Summers makes a convincing case for the importance of the hospital. Saint Elizabeth’s was the first psychiatric hospital to receive federal funding. A large part of its mission was to provide exceptional care to mentally disabled Civil War veterans. The hospital’s affiliation with teaching hospitals ensured up-to-date and progressive models for care and treatment. Federal support for the hospital contributed to its setting standards in the United States and abroad for quality and benevolent care.
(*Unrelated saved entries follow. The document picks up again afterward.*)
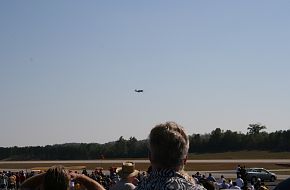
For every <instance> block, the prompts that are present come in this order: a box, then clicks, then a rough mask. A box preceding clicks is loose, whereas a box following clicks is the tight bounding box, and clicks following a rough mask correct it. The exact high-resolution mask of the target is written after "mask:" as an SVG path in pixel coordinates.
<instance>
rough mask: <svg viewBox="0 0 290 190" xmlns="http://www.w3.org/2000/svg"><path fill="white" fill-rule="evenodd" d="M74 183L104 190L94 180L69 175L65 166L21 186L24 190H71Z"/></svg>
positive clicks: (60, 166)
mask: <svg viewBox="0 0 290 190" xmlns="http://www.w3.org/2000/svg"><path fill="white" fill-rule="evenodd" d="M71 181H74V182H76V183H79V184H81V185H83V186H84V187H85V188H86V189H87V190H104V188H103V186H101V185H100V184H99V183H97V182H96V181H94V180H93V179H91V178H89V177H87V176H85V175H82V174H76V173H67V171H66V170H65V169H64V167H63V166H61V165H57V166H52V167H51V168H49V169H48V170H47V172H45V173H42V174H38V175H35V176H33V177H30V178H28V179H27V180H26V181H24V182H23V183H22V184H21V187H20V188H21V189H23V190H32V189H40V190H69V189H70V184H72V183H70V182H71Z"/></svg>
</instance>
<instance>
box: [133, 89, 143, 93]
mask: <svg viewBox="0 0 290 190" xmlns="http://www.w3.org/2000/svg"><path fill="white" fill-rule="evenodd" d="M135 92H138V93H139V92H143V90H141V89H139V90H137V89H135Z"/></svg>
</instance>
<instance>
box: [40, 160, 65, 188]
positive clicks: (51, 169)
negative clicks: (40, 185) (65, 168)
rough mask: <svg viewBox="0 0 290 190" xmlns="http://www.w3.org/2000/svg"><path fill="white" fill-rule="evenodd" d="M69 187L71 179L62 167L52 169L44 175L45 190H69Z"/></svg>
mask: <svg viewBox="0 0 290 190" xmlns="http://www.w3.org/2000/svg"><path fill="white" fill-rule="evenodd" d="M68 187H69V177H68V174H67V172H66V170H65V169H64V167H63V166H62V165H56V166H52V167H50V168H49V169H48V170H47V172H46V173H45V174H44V181H43V188H44V190H51V189H53V190H67V189H68Z"/></svg>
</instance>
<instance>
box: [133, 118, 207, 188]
mask: <svg viewBox="0 0 290 190" xmlns="http://www.w3.org/2000/svg"><path fill="white" fill-rule="evenodd" d="M148 141H149V159H150V162H151V166H152V171H151V172H150V174H149V176H148V177H146V178H144V179H143V180H141V182H140V184H139V185H138V186H137V187H136V189H137V190H166V189H168V190H169V189H170V190H172V189H175V190H187V189H190V190H200V189H201V190H203V189H205V188H204V187H202V186H200V185H197V184H195V182H194V180H193V179H192V178H191V176H189V175H187V174H186V173H185V172H184V170H183V168H184V166H185V164H186V160H187V154H188V149H189V140H188V136H187V134H186V133H185V131H184V129H183V128H182V127H181V126H179V125H178V124H177V123H175V122H166V123H164V124H160V125H157V126H155V127H154V128H153V129H152V130H151V132H150V134H149V139H148Z"/></svg>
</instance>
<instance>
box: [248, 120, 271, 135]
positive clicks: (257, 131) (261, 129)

Originally the “Government Hospital for the Insane,” Saint Elizabeth’s was designed not only for whites requiring psychiatric services, but also for Black and Brown veterans, soldiers and naval officers, and civilian residents of Washington, DC. Inevitably a separate lodge for “colored people” was designed and built for what became the campus of Saint Elizabeth’s. Even so, Saint Elizabeth’s was perhaps the first hospital to take a proactive approach in handling the influx of Black and Brown patients suffering from serious mental illnesses.
Summers’s underlying concern is how at Saint Elizabeth’s the Black psyche was differentiated from the white, leading to racialized and often diminished treatment for Blacks. As there has been a dearth of studies concerning the history of treatment of mental illness among African Americans, this book goes a long way toward filling a gap in the literature.
His central argument is that Saint Elizabeth’s did more than reflect the racism of its time. As an influential institution it actively contributed to racism by privileging the white psyche as the norm while dismissing the Black psyche as aberrant and more resistant to treatment. Summers begins by showing the subpar living quarters at Saint Elizabeth’s for people of color, and that the conventional therapeutic activities for Blacks—active housekeeping and janitorial labor—often fell short of the meaningful and purposeful activities of whites. At Saint Elizabeth’s people of color might be perceived as dangerous, child-like and liable to breakdown under the stress of new-found freedom. Such prejudicial stereotyping significantly limited therapeutic expectations even during periods when, by modern standards, expectations for treatment were uncommonly optimistic.